Monday, December 13, 2010

So when will the money run out?

This is more than a little concerning for those who think that the EU will be able to weather the storm,
THE European Central Bank is considering requesting an increase in its capital to help cope with the rising costs of fighting the eurozone debt crisis, Reuters sources have said.
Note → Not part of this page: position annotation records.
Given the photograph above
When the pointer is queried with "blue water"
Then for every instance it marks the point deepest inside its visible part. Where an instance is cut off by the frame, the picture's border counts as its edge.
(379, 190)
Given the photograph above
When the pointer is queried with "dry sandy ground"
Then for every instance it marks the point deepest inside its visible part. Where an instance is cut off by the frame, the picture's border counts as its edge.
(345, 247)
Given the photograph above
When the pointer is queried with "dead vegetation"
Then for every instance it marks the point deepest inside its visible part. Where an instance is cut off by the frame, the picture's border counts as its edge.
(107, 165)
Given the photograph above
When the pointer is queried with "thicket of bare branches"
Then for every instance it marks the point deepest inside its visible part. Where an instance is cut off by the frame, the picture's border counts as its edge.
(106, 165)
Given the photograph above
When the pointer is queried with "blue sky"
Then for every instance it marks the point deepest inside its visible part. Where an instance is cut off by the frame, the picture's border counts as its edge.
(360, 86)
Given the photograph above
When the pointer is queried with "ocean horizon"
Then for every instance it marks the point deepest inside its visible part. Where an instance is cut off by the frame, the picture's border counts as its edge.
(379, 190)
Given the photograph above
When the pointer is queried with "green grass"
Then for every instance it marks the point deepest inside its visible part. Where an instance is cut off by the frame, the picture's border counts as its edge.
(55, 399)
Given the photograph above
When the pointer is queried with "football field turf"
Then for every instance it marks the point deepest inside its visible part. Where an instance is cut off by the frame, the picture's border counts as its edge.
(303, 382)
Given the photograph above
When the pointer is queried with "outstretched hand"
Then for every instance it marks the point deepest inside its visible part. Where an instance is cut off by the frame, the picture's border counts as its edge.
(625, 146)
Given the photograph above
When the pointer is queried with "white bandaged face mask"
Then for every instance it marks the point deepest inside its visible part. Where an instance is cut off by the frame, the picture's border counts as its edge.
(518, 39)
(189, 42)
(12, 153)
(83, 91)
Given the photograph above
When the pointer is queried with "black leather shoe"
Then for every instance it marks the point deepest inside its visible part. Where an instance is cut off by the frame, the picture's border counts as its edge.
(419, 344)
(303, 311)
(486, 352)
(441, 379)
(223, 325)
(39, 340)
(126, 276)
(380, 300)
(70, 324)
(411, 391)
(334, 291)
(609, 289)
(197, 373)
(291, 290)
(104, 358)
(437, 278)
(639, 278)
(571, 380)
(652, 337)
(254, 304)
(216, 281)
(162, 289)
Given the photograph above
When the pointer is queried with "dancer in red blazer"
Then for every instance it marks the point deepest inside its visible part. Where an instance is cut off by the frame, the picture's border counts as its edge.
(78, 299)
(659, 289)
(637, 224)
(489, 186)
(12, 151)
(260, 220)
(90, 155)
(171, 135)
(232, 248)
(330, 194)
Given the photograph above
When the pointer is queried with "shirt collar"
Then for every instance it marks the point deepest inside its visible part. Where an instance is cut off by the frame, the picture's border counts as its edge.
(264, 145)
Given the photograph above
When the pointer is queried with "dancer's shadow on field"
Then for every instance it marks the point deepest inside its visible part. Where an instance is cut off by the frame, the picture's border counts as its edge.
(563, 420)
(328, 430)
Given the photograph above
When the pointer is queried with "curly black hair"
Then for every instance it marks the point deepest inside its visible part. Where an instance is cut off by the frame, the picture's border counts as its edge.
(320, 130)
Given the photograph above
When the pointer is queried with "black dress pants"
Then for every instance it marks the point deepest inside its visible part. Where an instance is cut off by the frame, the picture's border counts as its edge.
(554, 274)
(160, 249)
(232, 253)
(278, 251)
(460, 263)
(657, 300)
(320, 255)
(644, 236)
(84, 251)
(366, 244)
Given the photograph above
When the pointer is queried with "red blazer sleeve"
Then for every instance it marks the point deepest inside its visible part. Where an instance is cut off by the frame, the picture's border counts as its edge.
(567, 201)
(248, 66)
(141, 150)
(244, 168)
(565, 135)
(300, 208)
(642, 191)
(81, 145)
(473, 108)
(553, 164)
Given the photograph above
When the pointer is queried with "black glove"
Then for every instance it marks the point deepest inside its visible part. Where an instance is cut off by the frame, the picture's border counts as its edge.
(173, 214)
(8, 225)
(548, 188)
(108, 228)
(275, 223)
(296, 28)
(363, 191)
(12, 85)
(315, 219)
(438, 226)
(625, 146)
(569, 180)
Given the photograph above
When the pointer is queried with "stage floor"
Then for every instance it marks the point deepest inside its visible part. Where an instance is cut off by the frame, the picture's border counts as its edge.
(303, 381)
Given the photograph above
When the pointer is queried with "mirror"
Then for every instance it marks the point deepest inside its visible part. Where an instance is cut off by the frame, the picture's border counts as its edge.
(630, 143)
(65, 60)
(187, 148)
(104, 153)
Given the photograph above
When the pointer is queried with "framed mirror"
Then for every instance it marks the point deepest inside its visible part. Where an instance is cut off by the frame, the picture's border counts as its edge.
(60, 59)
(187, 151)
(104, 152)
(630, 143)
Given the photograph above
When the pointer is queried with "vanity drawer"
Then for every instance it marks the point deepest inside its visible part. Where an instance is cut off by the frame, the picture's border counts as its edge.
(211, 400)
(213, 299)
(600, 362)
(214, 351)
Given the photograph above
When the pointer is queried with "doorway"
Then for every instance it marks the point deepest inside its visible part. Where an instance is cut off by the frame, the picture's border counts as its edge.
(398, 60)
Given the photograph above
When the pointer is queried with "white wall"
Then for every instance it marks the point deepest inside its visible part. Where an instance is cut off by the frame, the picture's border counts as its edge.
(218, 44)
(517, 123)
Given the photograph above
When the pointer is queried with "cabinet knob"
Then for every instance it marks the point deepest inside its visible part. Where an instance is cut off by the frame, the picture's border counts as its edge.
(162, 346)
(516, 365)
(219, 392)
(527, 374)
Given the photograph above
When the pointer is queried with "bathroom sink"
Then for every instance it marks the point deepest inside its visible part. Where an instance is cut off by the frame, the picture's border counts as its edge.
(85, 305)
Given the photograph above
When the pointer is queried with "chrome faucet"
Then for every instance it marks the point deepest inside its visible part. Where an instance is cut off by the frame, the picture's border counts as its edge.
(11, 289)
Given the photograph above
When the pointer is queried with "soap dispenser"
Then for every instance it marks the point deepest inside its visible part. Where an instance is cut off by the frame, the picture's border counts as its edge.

ECB policymakers have repeatedly signalled that the central bank cannot bear the brunt of fire-fighting against bond market attacks on highly indebted euro zone states.
“The issue is that the ECB is worried about potential losses from its bond buying,” one source said.
“At the moment we are buying very modest amounts, but what if that is increased, and what if the bonds you buy are suddenly worth 30 per cent less?” the source said, referring to the risk of a writedown on a eurozone government’s debt.
The report continues,
The ECB declined to comment.
Cannot say that I am surprised.


Anonymous said...

Spain - January-February.
Game over.

Witterings From Witney said...

Sort of sinks My word is my bond"!

Anonymous said...

The game has changed as each domino has fallen. When Greece's economy went down, any Greek threats to leave the euro were matched with EU threats of eviction from the EU. When the EU pushed Ireland over by publicising Ireland's difficulties, the new emphasis was on protecting European non-Irish banks (by under-writing over-exposed Irish banks to prevent their collapse tipping other European member countries' banks who had unwisely lent to the Irish) regardless of the consequence for Ireland. And what about Portugal - likely to be next? The EU backing Portugal financially to discourage its collapse from over-whelming Spain. And after Spain? Well, what about Italy, Belgium, & Cyprus (the latter only in the euro 3 years, but now exposed because it's been a banking bolt-hole for footless Greek money, which may move on if Cyprus falters - as is quite likely). Anything could happen then - probably chaos! And what about France? Once France is in any sort of trouble, if Germany will not bail it out, then France almost certainly will go back to the franc - & in due course the franc fort that Chirac used to worship. When will the critical moment be? If it's not Spain, then cedrtainly when Italy or Belgium start toppling.